A small woman talks to herself on a painted bench
to assuage the loneliness –
her voice, like that of a radio broadcaster,
switched on and off … and on …
Behind us, a waiting room is locked.
Outside, mist nets the east cliff;
while diesel and steam, with their different
rhythms and gauges,
take visitors, commuters, backwards and forwards
like a pendulum, a tide.
ON THE OTHER SIDE
On the other side of the track,
you pass through a second kissing gate.
Canopied by a beech, you negotiate the rising of steps –
the unevenness of five.
A six o’clock breeze punctuates your heat:
the moon turns half diaphanous.
On the other side,
old wildness comes in purples and golds; soft whites.
The crickets are in their grasses:
branches embrace, safe within their archways.
A white bird glides over the water, moving west:
a black crab hastens towards an estuarial stone.
In your own good time, you will accompany this river, Isca,
as it falls into the sea.
“Not now,” you say aloud.
Later on, turning round in a homeward field – turning west –
you notice those roses, those vermilion heads above the hedgerow.

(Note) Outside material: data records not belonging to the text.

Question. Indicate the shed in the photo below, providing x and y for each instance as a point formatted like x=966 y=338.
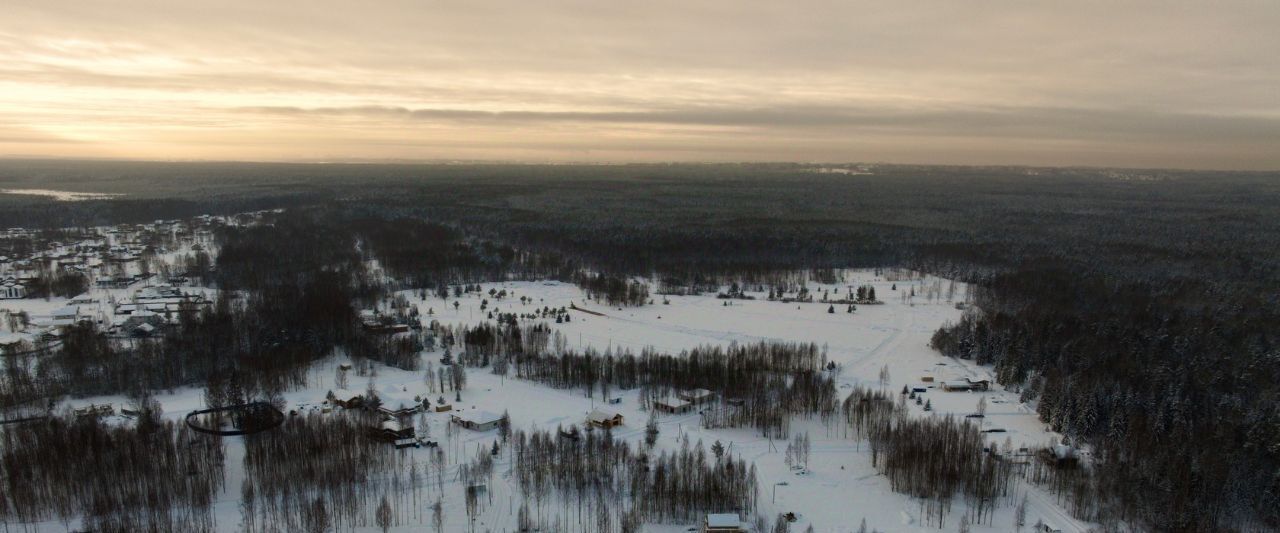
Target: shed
x=476 y=420
x=672 y=405
x=604 y=419
x=698 y=396
x=722 y=523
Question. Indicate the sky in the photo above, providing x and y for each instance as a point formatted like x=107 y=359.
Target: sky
x=1109 y=83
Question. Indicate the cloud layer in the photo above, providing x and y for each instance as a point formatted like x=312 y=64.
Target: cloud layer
x=1141 y=83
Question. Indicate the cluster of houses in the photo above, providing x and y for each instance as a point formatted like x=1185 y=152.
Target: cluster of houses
x=112 y=256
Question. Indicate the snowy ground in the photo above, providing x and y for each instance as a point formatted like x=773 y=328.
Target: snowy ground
x=841 y=487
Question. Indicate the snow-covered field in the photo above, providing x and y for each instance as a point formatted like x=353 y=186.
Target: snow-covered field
x=840 y=490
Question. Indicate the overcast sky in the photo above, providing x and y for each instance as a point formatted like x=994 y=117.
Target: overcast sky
x=1130 y=83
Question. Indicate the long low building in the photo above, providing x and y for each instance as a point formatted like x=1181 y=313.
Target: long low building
x=476 y=420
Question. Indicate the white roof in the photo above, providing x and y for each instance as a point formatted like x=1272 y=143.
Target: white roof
x=478 y=417
x=722 y=520
x=600 y=415
x=672 y=401
x=65 y=310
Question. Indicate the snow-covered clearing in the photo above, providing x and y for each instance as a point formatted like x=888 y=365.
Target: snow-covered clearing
x=839 y=491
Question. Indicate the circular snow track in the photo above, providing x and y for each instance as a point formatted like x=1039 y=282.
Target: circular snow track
x=250 y=418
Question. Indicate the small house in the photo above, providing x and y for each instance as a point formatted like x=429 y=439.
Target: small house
x=476 y=420
x=722 y=523
x=604 y=419
x=672 y=405
x=698 y=396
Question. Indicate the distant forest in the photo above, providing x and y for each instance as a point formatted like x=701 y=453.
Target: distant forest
x=1139 y=308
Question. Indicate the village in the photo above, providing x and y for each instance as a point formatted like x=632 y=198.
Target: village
x=126 y=279
x=145 y=278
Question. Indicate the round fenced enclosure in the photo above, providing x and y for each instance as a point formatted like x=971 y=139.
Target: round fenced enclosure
x=236 y=419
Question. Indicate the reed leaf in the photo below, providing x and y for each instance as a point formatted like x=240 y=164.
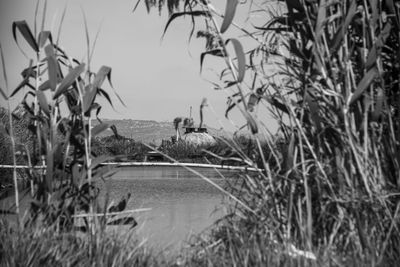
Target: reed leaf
x=364 y=84
x=52 y=67
x=24 y=29
x=43 y=37
x=241 y=59
x=230 y=11
x=69 y=80
x=194 y=13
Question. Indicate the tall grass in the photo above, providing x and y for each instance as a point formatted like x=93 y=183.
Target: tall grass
x=58 y=105
x=328 y=73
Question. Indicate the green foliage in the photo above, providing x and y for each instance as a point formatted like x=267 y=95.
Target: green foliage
x=47 y=247
x=58 y=108
x=328 y=72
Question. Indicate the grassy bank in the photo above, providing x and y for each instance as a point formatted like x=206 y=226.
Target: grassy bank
x=327 y=71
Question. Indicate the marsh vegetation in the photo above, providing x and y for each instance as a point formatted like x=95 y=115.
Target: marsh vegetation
x=327 y=193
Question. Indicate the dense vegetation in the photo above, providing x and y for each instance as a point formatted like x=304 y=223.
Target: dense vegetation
x=330 y=182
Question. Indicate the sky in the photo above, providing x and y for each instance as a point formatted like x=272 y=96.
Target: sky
x=157 y=79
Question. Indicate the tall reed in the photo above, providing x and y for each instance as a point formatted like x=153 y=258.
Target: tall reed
x=328 y=72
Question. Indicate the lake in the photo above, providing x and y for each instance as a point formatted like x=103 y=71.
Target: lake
x=182 y=203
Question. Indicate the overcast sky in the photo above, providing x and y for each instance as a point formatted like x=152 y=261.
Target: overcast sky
x=158 y=80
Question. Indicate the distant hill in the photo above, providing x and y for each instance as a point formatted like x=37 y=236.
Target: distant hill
x=149 y=131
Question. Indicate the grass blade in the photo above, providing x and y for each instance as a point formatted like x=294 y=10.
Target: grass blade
x=69 y=80
x=24 y=29
x=240 y=58
x=230 y=11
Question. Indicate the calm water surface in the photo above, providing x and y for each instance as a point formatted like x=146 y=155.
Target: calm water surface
x=182 y=203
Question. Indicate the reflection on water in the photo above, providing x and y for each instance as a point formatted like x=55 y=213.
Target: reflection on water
x=181 y=202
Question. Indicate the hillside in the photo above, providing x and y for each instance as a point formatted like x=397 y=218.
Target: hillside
x=148 y=131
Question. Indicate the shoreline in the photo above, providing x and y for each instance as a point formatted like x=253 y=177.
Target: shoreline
x=154 y=164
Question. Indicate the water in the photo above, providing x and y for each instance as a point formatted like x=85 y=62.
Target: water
x=182 y=203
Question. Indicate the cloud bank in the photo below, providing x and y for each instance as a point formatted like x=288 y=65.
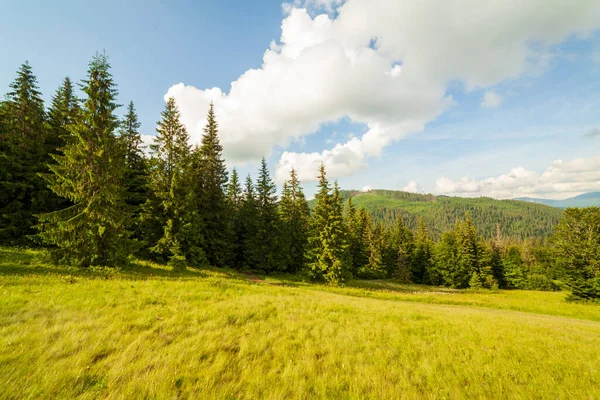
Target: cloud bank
x=560 y=180
x=383 y=63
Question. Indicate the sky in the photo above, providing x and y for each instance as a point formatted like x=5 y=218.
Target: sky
x=461 y=97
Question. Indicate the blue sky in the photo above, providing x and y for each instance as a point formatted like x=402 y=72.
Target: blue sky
x=543 y=110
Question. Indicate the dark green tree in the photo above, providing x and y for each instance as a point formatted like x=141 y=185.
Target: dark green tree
x=248 y=226
x=422 y=255
x=23 y=157
x=213 y=206
x=136 y=169
x=577 y=243
x=328 y=251
x=265 y=245
x=235 y=202
x=165 y=212
x=295 y=216
x=89 y=174
x=63 y=112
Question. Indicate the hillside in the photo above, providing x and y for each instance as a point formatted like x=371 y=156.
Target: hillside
x=517 y=219
x=583 y=200
x=150 y=332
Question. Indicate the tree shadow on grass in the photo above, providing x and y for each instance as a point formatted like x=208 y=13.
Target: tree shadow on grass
x=25 y=262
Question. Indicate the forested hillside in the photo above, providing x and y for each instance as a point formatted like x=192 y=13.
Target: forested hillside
x=517 y=219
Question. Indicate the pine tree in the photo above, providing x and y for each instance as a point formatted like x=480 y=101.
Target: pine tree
x=328 y=255
x=295 y=215
x=234 y=201
x=470 y=251
x=63 y=112
x=400 y=240
x=265 y=245
x=375 y=268
x=402 y=270
x=422 y=265
x=248 y=226
x=89 y=174
x=23 y=157
x=217 y=234
x=165 y=211
x=136 y=168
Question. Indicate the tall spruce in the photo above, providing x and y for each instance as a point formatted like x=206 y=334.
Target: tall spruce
x=165 y=211
x=422 y=254
x=23 y=157
x=63 y=112
x=266 y=245
x=295 y=214
x=92 y=230
x=234 y=201
x=328 y=254
x=248 y=226
x=469 y=252
x=136 y=168
x=214 y=207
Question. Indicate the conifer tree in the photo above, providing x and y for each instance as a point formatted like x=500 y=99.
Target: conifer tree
x=217 y=234
x=234 y=201
x=375 y=267
x=165 y=211
x=400 y=241
x=63 y=112
x=469 y=251
x=265 y=245
x=295 y=214
x=248 y=226
x=89 y=174
x=136 y=168
x=23 y=157
x=422 y=252
x=328 y=254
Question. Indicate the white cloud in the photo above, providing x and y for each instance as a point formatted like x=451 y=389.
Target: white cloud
x=491 y=99
x=323 y=68
x=413 y=187
x=560 y=180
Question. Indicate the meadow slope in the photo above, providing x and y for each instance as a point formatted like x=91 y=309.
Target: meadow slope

From the other side of the railway track, they are calling you back….
You are warned.
“Not now,” you repeat. “Not now.”
CAMARADERIE IN THE MARGINS
I rest in my sleevelessness,
watching the sea mist silver the sun:
two canoeists make for what is left of its reflection.
Young men sit in their fearlessness,
bragging about exam grades –
till one of them, desperate for balance,
indicates an insect on his skateboard.
“Come and see the ladybug,” he pleads….
Camaraderie in the margins:
I have noticed it before,
on the borders of lochs and forests –
even in dystopian twitchels and ginnels.
THE HOST OF THE HOLLY
To a host of sparrows, home is the holly bush….
By the end of December, between storms,
the twilight sound of it tastes like raisins, orange rind.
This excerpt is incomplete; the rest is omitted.